Below the castle, the sea threw itself against the base of the cliff. But there was one nook in the rock, one small inlet where water broke and foamed onto sand. A tiny beach. And a stairway leading up from the beach, rising against the side of the cliff, turning back on itself, disappearing occasionally, and climbing finally up the side of the castle and onto one of those dizzying balconies.

“Where will we dock?” she asked the captain when she’d scrambled down to the deck.

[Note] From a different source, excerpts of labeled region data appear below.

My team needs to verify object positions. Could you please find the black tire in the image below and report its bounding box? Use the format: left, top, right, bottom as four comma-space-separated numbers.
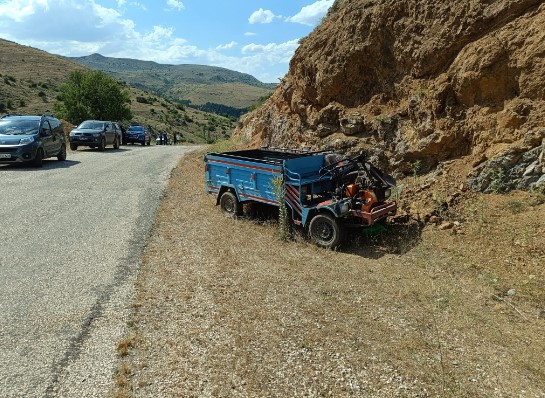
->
220, 191, 242, 218
309, 214, 342, 249
32, 148, 44, 167
57, 144, 66, 162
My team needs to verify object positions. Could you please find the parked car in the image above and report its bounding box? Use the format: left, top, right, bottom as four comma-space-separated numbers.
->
0, 115, 66, 167
126, 125, 151, 145
69, 120, 121, 151
112, 122, 122, 145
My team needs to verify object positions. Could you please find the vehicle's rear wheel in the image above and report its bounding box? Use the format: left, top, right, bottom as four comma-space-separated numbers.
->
309, 214, 342, 249
57, 144, 66, 161
32, 148, 44, 167
220, 191, 242, 218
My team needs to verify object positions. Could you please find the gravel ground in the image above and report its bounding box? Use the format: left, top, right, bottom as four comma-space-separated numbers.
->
0, 146, 199, 397
112, 153, 545, 398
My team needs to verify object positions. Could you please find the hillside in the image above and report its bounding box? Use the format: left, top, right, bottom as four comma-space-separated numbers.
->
68, 54, 275, 117
0, 39, 234, 143
236, 0, 545, 216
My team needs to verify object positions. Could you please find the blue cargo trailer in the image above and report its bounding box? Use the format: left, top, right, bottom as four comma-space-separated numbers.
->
204, 149, 397, 248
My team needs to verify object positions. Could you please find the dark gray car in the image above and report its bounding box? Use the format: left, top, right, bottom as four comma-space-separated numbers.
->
69, 120, 121, 151
0, 115, 66, 167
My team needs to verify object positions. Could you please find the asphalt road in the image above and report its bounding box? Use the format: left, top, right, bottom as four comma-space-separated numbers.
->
0, 146, 199, 398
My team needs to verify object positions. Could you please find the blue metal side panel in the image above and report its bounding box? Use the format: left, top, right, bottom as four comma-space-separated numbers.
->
206, 156, 282, 205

“There’s a bay on the other side of this rise of rock, some distance beyond the beach. We’ll dock there. A path leads up from the bay and away from the castle – you’ll think you’re going the wrong way, Lady Princess – but then it loops back, and takes you up a great hill to the castle’s front. There may be snow, but the path is kept clear in case the prince returns.”

“You speak as if you know it well.”

“I captained a smaller ship a few years back, Lady Princess, a supply ship. The castles of Lienid are all beautifully situated, but believe me when I tell you they’re none of them easy to supply. It’s a steep path to the door.”

“How large a staff does he keep?”

“I’d expect very few people, Lady Princess. And I’ll remind you that it’s your castle at the moment, and your servants, though you continue to refer to them as his.”

Yes, this she knew; and it was one of the reasons she wasn’t looking forward to her first encounter with the inhabitants of the castle. The appearance of Lady Katsa of the Middluns, renowned thug, in possession of Po’s ring; the absurd, tragic story she had to tell about Leck and Ashen; and her subsequent intentions to turn the castle into a fortress and cut off contact with the outside world. Katsa had a feeling it wouldn’t go smoothly.